No wonder, then, that Americans -- and the politicians who represent them -- are overwhelmingly nostalgic for a better time. The Left looks back to the middle of the twentieth century, when unions were strong, large public programs promised to solve pressing social problems, and the movements for racial integration and sexual equality were advancing. The Right looks back to the Reagan Era, when deregulation and lower taxes spurred the economy, cultural traditionalism seemed resurgent, and America was confident and optimistic. Each side thinks returning to its golden age could solve America's problems.
In The Fractured Republic, Yuval Levin argues that this politics of nostalgia is failing twenty-first-century Americans. Both parties are blind to how America has changed over the past half century -- as the large, consolidated institutions that once dominated our economy, politics, and culture have fragmented and become smaller, more diverse, and personalized. Individualism, dynamism, and liberalization have come at the cost of dwindling solidarity, cohesion, and social order. This has left us with more choices in every realm of life but less security, stability, and national unity.
Both our strengths and our weaknesses are therefore consequences of these changes. And the dysfunctions of our fragmented national life will need to be answered by the strengths of our decentralized, diverse, dynamic nation.

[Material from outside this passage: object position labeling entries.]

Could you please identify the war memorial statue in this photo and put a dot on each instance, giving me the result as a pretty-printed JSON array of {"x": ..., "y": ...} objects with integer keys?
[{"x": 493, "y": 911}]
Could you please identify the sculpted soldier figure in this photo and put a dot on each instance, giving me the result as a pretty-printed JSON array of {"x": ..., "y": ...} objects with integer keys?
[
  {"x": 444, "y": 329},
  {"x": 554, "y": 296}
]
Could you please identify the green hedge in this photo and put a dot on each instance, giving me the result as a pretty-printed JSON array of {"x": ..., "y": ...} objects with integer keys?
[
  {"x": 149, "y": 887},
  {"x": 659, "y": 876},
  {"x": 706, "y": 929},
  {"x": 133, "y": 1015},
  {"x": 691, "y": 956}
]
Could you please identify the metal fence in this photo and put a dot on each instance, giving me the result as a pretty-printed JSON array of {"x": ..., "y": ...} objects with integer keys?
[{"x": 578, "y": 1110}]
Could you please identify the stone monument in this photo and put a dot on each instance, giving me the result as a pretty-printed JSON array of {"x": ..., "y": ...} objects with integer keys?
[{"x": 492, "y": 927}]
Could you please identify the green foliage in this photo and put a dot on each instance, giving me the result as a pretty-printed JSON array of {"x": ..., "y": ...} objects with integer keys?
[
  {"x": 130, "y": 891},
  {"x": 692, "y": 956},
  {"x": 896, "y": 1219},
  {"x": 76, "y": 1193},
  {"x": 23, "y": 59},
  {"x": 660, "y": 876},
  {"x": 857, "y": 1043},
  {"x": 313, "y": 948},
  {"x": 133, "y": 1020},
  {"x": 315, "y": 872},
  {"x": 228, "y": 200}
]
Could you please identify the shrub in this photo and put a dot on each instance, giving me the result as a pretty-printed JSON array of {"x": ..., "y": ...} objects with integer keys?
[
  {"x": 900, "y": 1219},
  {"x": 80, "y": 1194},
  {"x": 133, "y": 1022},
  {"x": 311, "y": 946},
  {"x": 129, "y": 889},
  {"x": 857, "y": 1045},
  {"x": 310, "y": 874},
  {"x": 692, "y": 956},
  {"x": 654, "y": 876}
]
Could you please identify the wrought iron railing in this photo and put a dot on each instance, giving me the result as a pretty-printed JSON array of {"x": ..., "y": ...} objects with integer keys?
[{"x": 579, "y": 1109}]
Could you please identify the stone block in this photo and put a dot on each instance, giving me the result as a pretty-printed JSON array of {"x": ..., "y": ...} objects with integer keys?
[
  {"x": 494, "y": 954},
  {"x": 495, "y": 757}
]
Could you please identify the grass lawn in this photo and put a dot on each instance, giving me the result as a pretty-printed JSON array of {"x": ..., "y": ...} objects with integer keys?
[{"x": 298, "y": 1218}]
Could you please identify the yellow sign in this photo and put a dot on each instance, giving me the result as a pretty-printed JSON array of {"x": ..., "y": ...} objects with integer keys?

Levin argues that this calls for a modernizing politics that avoids both radical individualism and a centralizing statism and instead revives the middle layers of society -- families and communities, schools and churches, charities and associations, local governments and markets. Through them, we can achieve not a single solution to the problems of our age, but multiple and tailored answers fitted to the daunting range of challenges we face and suited to enable an American revival.
PUBLISHERS WEEKLY
Levin (The Great Debate), founder and editor of National Affairs, examines America's "subculture wars" in this disappointing book-length essay. He posits that the country's economic and cultural fracturing, as seen in the rise of a two-class society and the polarization of politics, haunts all good-faith efforts at reform. Levin's cautious analysis covers political ground that's already been walked many times. His equivocal strategies for conservatives such as presenting themselves as "an attractive minority in a nation of minorities" have self-evidently limited political appeal. Levin critiques "expressive individualism" and multiculturalism, but in such muted ways that it's hard to understand why he disapproves of them. Sober, abstract, and professorial, Levin's book is nuanced and measured to the point of being bloodless. His high-minded reflections on first principles, fragmented institutions, and centralized power may impress establishment conservatives, especially those for whom Donald Trump and the Republican Party insurgency are a troubling surprise. But the rapid realignment of political sentiments amid election-year tumult makes Levin's musings seem detached from current affairs.